On the more positive side were some bishops who further commented on the pope’s new approach to gay and lesbian issues. Fox21News.com, in Colorado Springs, carried comments from that city’s Bishop Michael Sheridan, which encouraged a more accepting outlook:
” ‘He speaks to individual people he speaks on a clear level, so it doesn’t surprise me he would stand strong,’ Bishop Sheridan said.
“The Pope’s words mark a sharp shift in tone, but the Bishop said it’s not a change in the church’s teaching.
” ‘Every single human being, heterosexual, homosexual, old, young, is deserving of love and of respect and all human rights, etc,’ Bishop Sheridan explained. ‘This is the clear teaching of the church.’
“Bishop Sheridan said this is how it’s been all along, just maybe not how it’s been perceived.
” ‘It’s a shame, unfortunately, some individual people, Catholics and non-Catholics, do not act that way. But that isn’t what the church says it says we owe respect and love to every human being,’ he affirmed.”
Bishop David Walkowiak of Grand Rapids, Michigan, was even stronger in mirroring the pope’s accepting words. In an article on MLive.com, he offered encouragement to follow the pope’s lead of respecting human dignity and was not afraid to criticize the older approach to these issues:
“ ‘The church has not said much about homosexuality and when it has it’s reiterated the teachings,’ said the Most Rev. David Walkowiak, bishop of the Diocese of Grand Rapids that includes more than 180,000 Catholics in 11 West Michigan counties. ‘That is helpful. It’s true. But the tone is usually one which is not a source of encouragement or a source of support.
” ‘We’re hoping that the pope’s tone sets a hope and an attitude that if you come to the church you will be respected, you will be welcomed, you will receive the support of the sacraments. My hope would be that people with same-sex attraction would feel more encouraged to walk into a Catholic church.’
“Walkowiak said the pope’s comment responded specifically to a question about gay priests, who ‘are called to celibacy’ regardless of their sexual orientation. But the pope’s ‘sympathetic’ remarks signal a more pastoral tone on gays in general, if not a change in church doctrine on homosexuality, he said.
“ ‘Certainly, the church’s teaching is not going to change during a press conference on a trans-Atlantic flight,’ Walkowiak said.
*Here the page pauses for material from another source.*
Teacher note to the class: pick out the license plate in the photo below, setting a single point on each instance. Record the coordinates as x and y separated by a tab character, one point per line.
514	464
But ‘he reminded us that whomever you’re interacting with, they should be welcomed and treated with sympathy and compassion and love,’ he said.
” ‘(Practicing gays) need to be accorded respect, compassion and support,’ Walkowiak said. ‘That’s the Christian outlook of how to treat people.’ “
Albany, New York’s Bishop Howard Hubbard also emphasized the new pastoral tone of the papacy, in his interview with the Times-Union:
” ‘Pope Francis’ comments on homosexuality in general and specifically on accepting candidates for the priesthood who have a homosexual orientation reveal the pastoral tone and approach he has taken since assuming his responsibilities as the spiritual leader of our Roman Catholic Christian community,’ Albany Roman Catholic Bishop Howard J. Hubbard said Monday.
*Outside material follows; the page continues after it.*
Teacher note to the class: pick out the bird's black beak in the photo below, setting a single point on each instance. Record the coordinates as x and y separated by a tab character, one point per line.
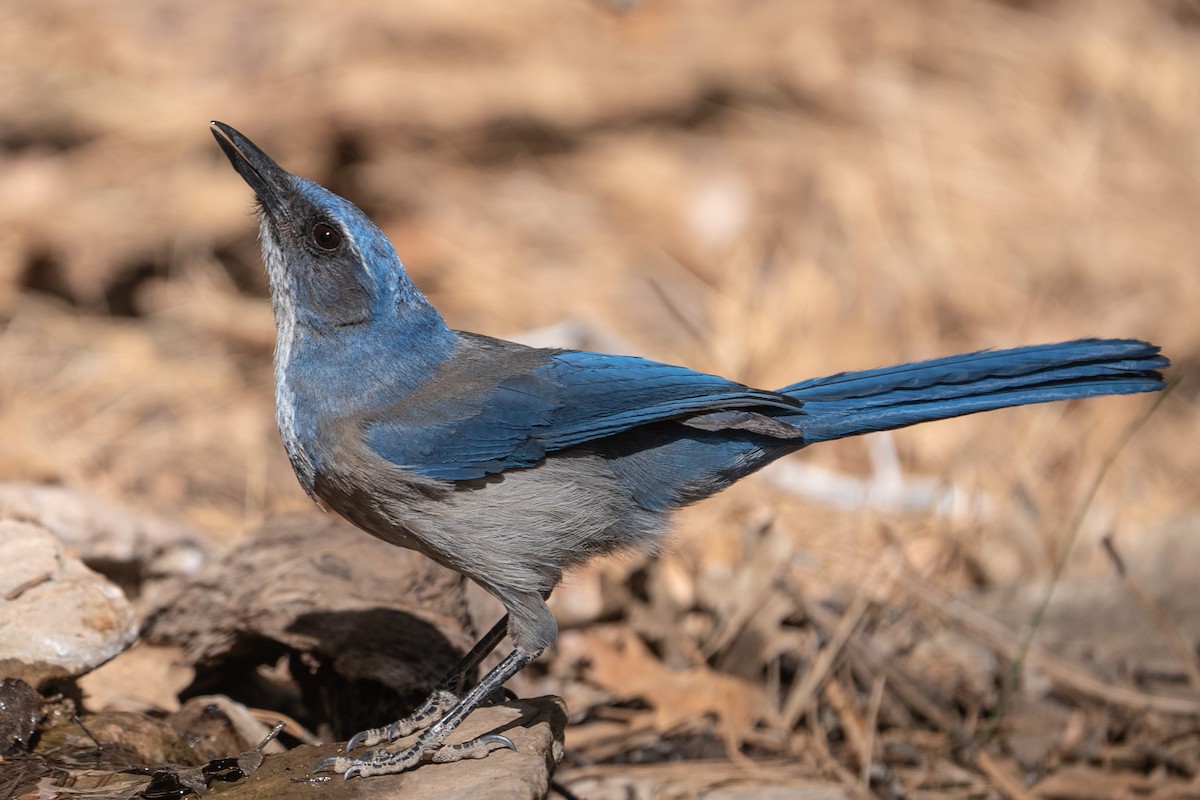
265	176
“Hubbard said Francis’ statements reflect the church’s teaching about the ‘sacred dignity and worth of every person, regardless of one’s sexual orientation.’ “
Bishop David Zubik of Pittsburgh also emphasized the new pastoral approach that Pope Francis is taking. In the Post-Gazette, he stated:
“He is saying things that the church has already said, but he is saying them in ways that people can understand. Pope John Paul II was a philosopher. Pope Benedict XVI is a theologian. Pope Francis is a pastor. … He tells us that you have to know your people, you have to know what their struggles are.”
Reading yesterday’s and today’s posts together, you can get the impression that some bishops want things to remain the same, others are mixed, and still others are welcoming the new attitude in the church that Pope Francis seems to want.